Кольбер взял стул и сел.
– Вот мы и встретились, а после того как представились, можем и поговорить.
– Что вам угодно? – спросил кто-то из заговорщиков.
– Мне угодно не лишать жизни людей, которых я не считаю своими врагами. И вот доказательство: если бы я этого хотел, вы уже сейчас были бы покойниками или вас препровождали бы в какую-нибудь неприглядную тюрьму. И если я того не захотел, то лишь потому, что слышал ваш разговор и понял: вы вполне можете избежать гибели.
Заметив недоуменные взгляды заговорщиков, Кольбер выдержал паузу, после чего продолжал:
– Вы ненавидели кардинала, пусть. Он умер. Вы хотели его погубить, разоблачив его тайную связь с королевой-матерью. Однако он унес этот позор с собой в могилу. Так ради чего теперь бороться?
Человек, обратившийся с вопросом к Кольберу, бросил с презрением:
– Ради того, чтобы заставить кое-кого почитать истину Господа нашего.
Кольбер, смерив его суровым взглядом, спросил:
– А кто здесь враг Церкви? Поверьте, никто из приближенных короля ни о каком святотатстве не помышляет. Напротив, король желает упрочить духовную власть. Хорошо, если мы пошли на откровенность, могу сказать то, что до недавних пор считалось тайной: через несколько дней король намерен обратиться к духовенству с просьбой покарать всякого рода вероотступников и побудить его подписать свод правил, обязующих священников строго почитать не только власть святой нашей матери Церкви, но и короля, наместника Божьего на земле.
Отодвинув стул, Кольбер принялся шагать взад и вперед по залу, поглядывая на присутствовавших.
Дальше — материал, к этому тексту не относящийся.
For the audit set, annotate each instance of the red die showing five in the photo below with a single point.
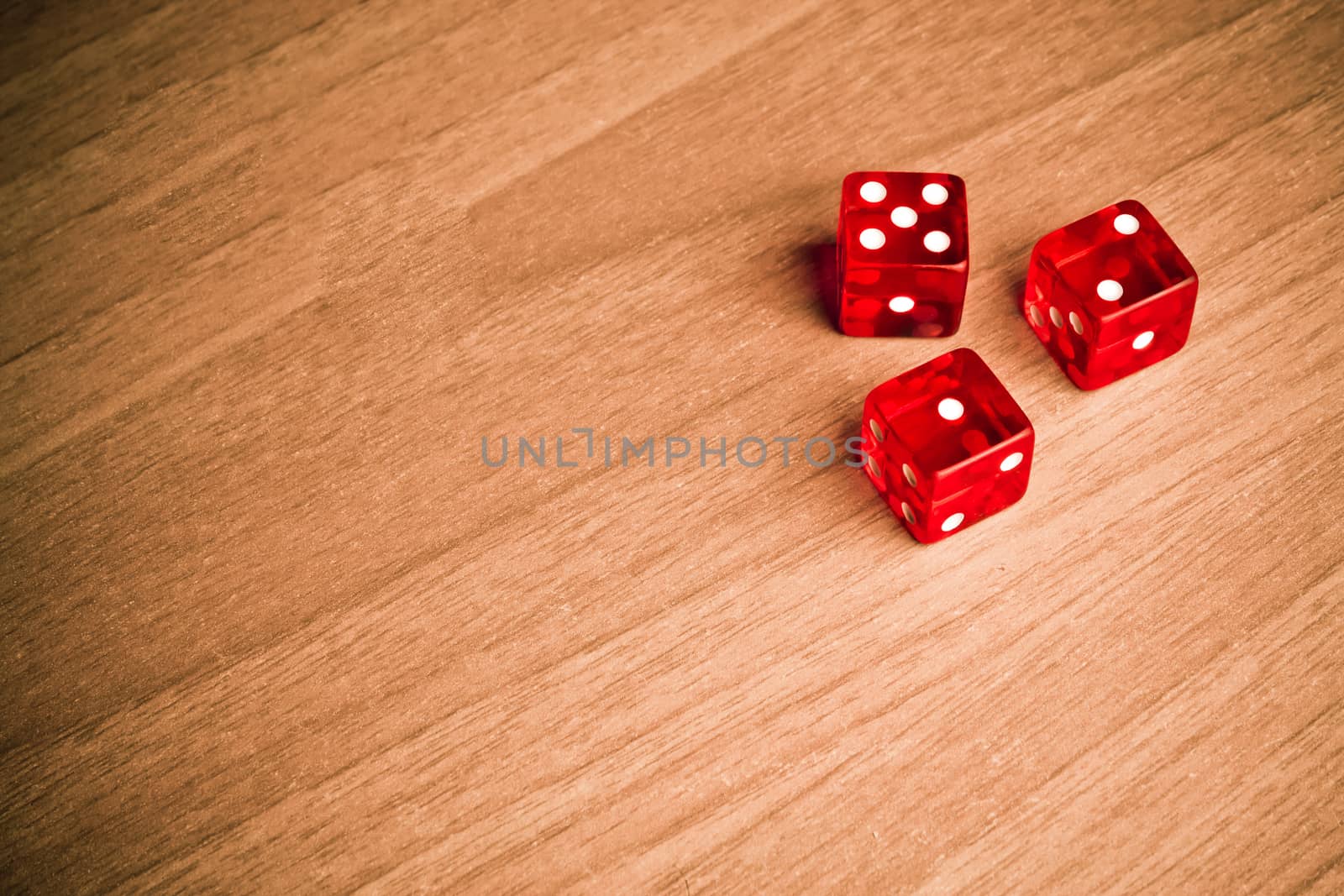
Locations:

– Время Моренов прошло. Поэтому не прогадайте. Служите вашему делу. Но не проглядите истинного врага: тот, кто презирает королевскую власть, презирает и власть духовную, на которой та зиждется. На этот счет у меня есть самые серьезные опасения, основанные на веских подозрениях, о которых король сам, лично, – солгал он, умолчав о роли королевы-матери, – хотел со мной поговорить. И все вместе, надеюсь, мы поборем наших врагов. Не дайте слепоте своей лишить Господа нашего борцов, которые ему еще понадобятся, – обведя всех проникновенным взглядом, сказал он напоследок.
Кольбер почувствовал, что сумел поколебать умонастроение обступивших его заговорщиков; он понял, что одержал над ними верх, и его мрачные глаза вспыхнули ярким огнем.
– Выбор только за вами, друзья мои. Либо выйти отсюда без оков и продолжать свою деятельность не таясь, ибо через мое посредничество она будет осуществляться в полном соответствии с волей короля. Либо покинуть эти стены в кандалах и отправиться прямиком в Бастилию, а завтра на эшафот. Слово за вами. Что же вы молчите? Хорошо, – прибавил он, направляясь к выходу, – даю вам десять минут – решайте. Потом я ни за что не отвечаю.
На пороге он остановился, будто что-то вспомнив.
– Да! Вы, отец мой, разумеется, пойдете со мной. Сегодня его величество опять призвал меня в Версаль, так что, полагаю, вам следует присоединиться к своим, тем более что вы можете быть нам очень полезны.
С этими словами Кольбер открыл дверь и вышел.
Не проронив ни слова, предводитель заговорщиков перекрестился и невнятно пролепетал молитву. Закутавшись в плащ, он тоже покинул часовню. Услышав, как у него за спиной скрипнула дверь, Кольбер усмехнулся: он понял, что не только выиграл партию, но и привлек на свою сторону самых верных союзников, обязанных ему жизнью.